For the second time, a Delaware judge has ruled against Tesla’s attempt to reinstate Elon Musk’s $56 billion pay package. This decision upholds an earlier ruling that the compensation plan was improperly granted, adding another chapter to a long-running saga that has garnered attention due to its scale and the questions it raised about corporate governance.
The pay package, originally granted in 2018, tied Musk’s compensation to Tesla’s long-term performance, with no guaranteed salary. Without a set paycheque, the deal included stock options that would vest based on Tesla’s market value and operational milestones.
However, the plan faced legal challenges after some shareholders argued that the approval process had been flawed and that it improperly granted the CEO an excessive reward for achievements that were already within his reach.
In a ruling delivered on December 2, 2024, Judge Kathaleen McCormick reaffirmed her earlier decision to void the pay plan, stating that even a shareholder vote held since the first ruling, which took place during Tesla’s annual meeting in June 2024, could not validate the deal retroactively. The judge emphasized that such a vote could not “ratify” the plan due to the manner in which it was originally structured and approved. (via CNBC)
Musk’s legal team had argued that the shareholder vote at the 2024 meeting should have resolved the issue and that the plan’s approval was in line with shareholder interests.

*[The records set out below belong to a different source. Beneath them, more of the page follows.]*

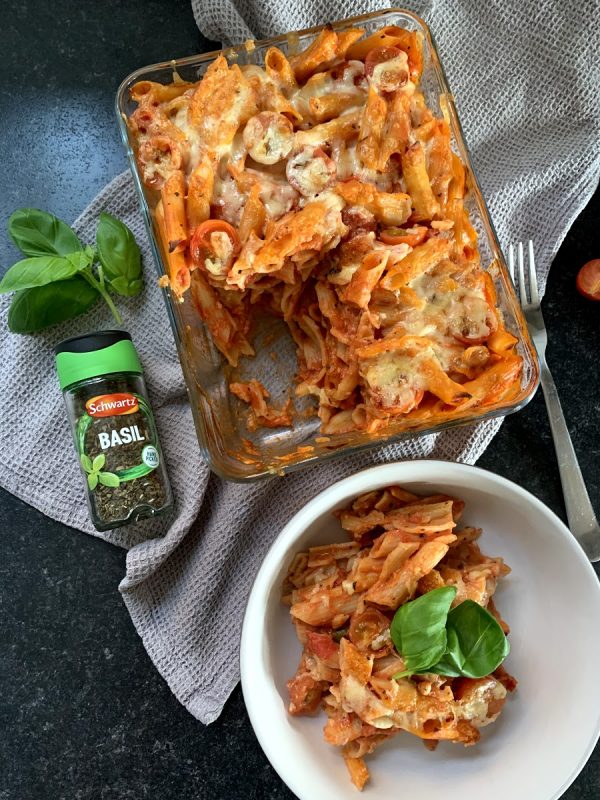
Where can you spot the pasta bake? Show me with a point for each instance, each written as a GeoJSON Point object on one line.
{"type": "Point", "coordinates": [344, 599]}
{"type": "Point", "coordinates": [320, 188]}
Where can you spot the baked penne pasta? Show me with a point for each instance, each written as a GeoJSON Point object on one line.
{"type": "Point", "coordinates": [319, 187]}
{"type": "Point", "coordinates": [342, 600]}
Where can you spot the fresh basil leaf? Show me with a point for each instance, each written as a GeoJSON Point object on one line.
{"type": "Point", "coordinates": [451, 662]}
{"type": "Point", "coordinates": [109, 479]}
{"type": "Point", "coordinates": [418, 629]}
{"type": "Point", "coordinates": [37, 233]}
{"type": "Point", "coordinates": [476, 642]}
{"type": "Point", "coordinates": [81, 259]}
{"type": "Point", "coordinates": [98, 462]}
{"type": "Point", "coordinates": [32, 310]}
{"type": "Point", "coordinates": [39, 271]}
{"type": "Point", "coordinates": [119, 255]}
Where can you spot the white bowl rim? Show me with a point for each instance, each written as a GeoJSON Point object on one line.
{"type": "Point", "coordinates": [365, 480]}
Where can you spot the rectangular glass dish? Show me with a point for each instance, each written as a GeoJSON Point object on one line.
{"type": "Point", "coordinates": [231, 450]}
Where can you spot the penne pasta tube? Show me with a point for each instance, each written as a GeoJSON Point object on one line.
{"type": "Point", "coordinates": [414, 171]}
{"type": "Point", "coordinates": [279, 69]}
{"type": "Point", "coordinates": [319, 54]}
{"type": "Point", "coordinates": [173, 201]}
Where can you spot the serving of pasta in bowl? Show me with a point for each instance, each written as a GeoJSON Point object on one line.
{"type": "Point", "coordinates": [331, 272]}
{"type": "Point", "coordinates": [410, 634]}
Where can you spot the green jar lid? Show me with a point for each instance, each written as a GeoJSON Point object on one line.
{"type": "Point", "coordinates": [95, 354]}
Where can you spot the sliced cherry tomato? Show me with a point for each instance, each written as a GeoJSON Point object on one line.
{"type": "Point", "coordinates": [588, 280]}
{"type": "Point", "coordinates": [410, 236]}
{"type": "Point", "coordinates": [214, 246]}
{"type": "Point", "coordinates": [391, 77]}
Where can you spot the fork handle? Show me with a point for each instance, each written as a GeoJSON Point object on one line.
{"type": "Point", "coordinates": [580, 513]}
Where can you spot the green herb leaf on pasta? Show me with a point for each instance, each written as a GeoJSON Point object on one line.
{"type": "Point", "coordinates": [476, 642]}
{"type": "Point", "coordinates": [418, 630]}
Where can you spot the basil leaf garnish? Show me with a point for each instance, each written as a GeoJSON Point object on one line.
{"type": "Point", "coordinates": [476, 642]}
{"type": "Point", "coordinates": [41, 270]}
{"type": "Point", "coordinates": [466, 641]}
{"type": "Point", "coordinates": [418, 629]}
{"type": "Point", "coordinates": [32, 310]}
{"type": "Point", "coordinates": [119, 255]}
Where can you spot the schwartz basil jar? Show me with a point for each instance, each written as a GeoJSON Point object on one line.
{"type": "Point", "coordinates": [115, 435]}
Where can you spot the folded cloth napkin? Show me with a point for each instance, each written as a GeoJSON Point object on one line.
{"type": "Point", "coordinates": [525, 76]}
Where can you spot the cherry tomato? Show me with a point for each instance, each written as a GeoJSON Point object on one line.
{"type": "Point", "coordinates": [410, 236]}
{"type": "Point", "coordinates": [588, 280]}
{"type": "Point", "coordinates": [214, 246]}
{"type": "Point", "coordinates": [391, 77]}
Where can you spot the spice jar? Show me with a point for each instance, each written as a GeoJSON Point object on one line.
{"type": "Point", "coordinates": [113, 427]}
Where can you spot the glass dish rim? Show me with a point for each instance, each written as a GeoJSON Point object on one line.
{"type": "Point", "coordinates": [530, 355]}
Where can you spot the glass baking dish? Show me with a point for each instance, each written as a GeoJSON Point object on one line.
{"type": "Point", "coordinates": [230, 449]}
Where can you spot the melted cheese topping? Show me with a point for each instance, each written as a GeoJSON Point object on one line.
{"type": "Point", "coordinates": [284, 157]}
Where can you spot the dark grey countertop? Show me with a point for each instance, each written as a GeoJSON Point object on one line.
{"type": "Point", "coordinates": [84, 714]}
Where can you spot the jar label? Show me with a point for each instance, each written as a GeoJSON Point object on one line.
{"type": "Point", "coordinates": [118, 451]}
{"type": "Point", "coordinates": [109, 405]}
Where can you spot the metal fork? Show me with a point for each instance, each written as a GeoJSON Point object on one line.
{"type": "Point", "coordinates": [580, 513]}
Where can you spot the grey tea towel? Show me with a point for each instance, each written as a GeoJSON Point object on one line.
{"type": "Point", "coordinates": [525, 76]}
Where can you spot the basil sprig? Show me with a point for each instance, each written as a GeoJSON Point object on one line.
{"type": "Point", "coordinates": [466, 641]}
{"type": "Point", "coordinates": [95, 474]}
{"type": "Point", "coordinates": [62, 278]}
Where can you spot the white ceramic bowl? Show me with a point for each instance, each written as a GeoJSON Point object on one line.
{"type": "Point", "coordinates": [552, 602]}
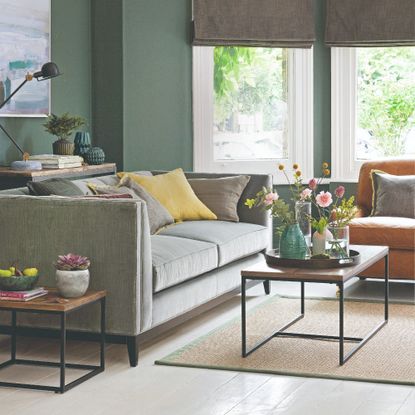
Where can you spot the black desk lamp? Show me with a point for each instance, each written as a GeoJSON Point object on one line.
{"type": "Point", "coordinates": [49, 70]}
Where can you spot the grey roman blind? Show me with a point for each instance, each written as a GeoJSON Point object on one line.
{"type": "Point", "coordinates": [370, 23]}
{"type": "Point", "coordinates": [268, 23]}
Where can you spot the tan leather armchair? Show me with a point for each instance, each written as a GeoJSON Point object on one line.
{"type": "Point", "coordinates": [397, 233]}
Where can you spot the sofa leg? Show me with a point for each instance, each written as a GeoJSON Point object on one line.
{"type": "Point", "coordinates": [267, 287]}
{"type": "Point", "coordinates": [132, 347]}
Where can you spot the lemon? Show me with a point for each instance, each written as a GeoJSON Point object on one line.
{"type": "Point", "coordinates": [30, 272]}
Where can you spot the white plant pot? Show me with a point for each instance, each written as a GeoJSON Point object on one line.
{"type": "Point", "coordinates": [319, 241]}
{"type": "Point", "coordinates": [72, 284]}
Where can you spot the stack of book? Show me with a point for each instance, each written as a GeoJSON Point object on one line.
{"type": "Point", "coordinates": [22, 295]}
{"type": "Point", "coordinates": [54, 161]}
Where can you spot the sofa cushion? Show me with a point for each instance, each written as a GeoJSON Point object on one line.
{"type": "Point", "coordinates": [221, 195]}
{"type": "Point", "coordinates": [173, 191]}
{"type": "Point", "coordinates": [179, 259]}
{"type": "Point", "coordinates": [233, 240]}
{"type": "Point", "coordinates": [397, 233]}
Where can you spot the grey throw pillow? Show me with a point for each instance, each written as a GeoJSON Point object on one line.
{"type": "Point", "coordinates": [59, 187]}
{"type": "Point", "coordinates": [158, 215]}
{"type": "Point", "coordinates": [393, 195]}
{"type": "Point", "coordinates": [221, 195]}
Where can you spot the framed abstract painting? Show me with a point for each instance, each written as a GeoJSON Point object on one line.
{"type": "Point", "coordinates": [24, 48]}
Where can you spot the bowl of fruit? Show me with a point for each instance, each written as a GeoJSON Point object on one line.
{"type": "Point", "coordinates": [13, 279]}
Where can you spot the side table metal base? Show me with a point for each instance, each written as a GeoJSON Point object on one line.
{"type": "Point", "coordinates": [63, 387]}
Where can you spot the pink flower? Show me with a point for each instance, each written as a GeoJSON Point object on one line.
{"type": "Point", "coordinates": [324, 199]}
{"type": "Point", "coordinates": [270, 198]}
{"type": "Point", "coordinates": [312, 184]}
{"type": "Point", "coordinates": [306, 194]}
{"type": "Point", "coordinates": [339, 192]}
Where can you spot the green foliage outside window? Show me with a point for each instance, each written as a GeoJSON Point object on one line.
{"type": "Point", "coordinates": [387, 96]}
{"type": "Point", "coordinates": [248, 80]}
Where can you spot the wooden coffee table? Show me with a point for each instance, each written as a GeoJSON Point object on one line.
{"type": "Point", "coordinates": [55, 305]}
{"type": "Point", "coordinates": [338, 276]}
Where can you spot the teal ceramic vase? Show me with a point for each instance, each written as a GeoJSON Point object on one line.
{"type": "Point", "coordinates": [82, 143]}
{"type": "Point", "coordinates": [292, 243]}
{"type": "Point", "coordinates": [95, 155]}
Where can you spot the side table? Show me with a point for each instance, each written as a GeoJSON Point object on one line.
{"type": "Point", "coordinates": [55, 305]}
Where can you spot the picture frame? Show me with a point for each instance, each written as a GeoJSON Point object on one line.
{"type": "Point", "coordinates": [25, 45]}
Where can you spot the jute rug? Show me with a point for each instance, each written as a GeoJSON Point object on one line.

However, Judge McCormick did not agree.
In addition, Judge McCormick’s ruling said Tesla must pay a $345 million attorney fee award for the law firm that successfully challenged the pay package on behalf of Tesla’s shareholders. The law firm was asking for as much as $6 billion in compensation.
Musk has the option to appeal the decision to the Delaware Supreme Court, which he likely pursue in the coming weeks.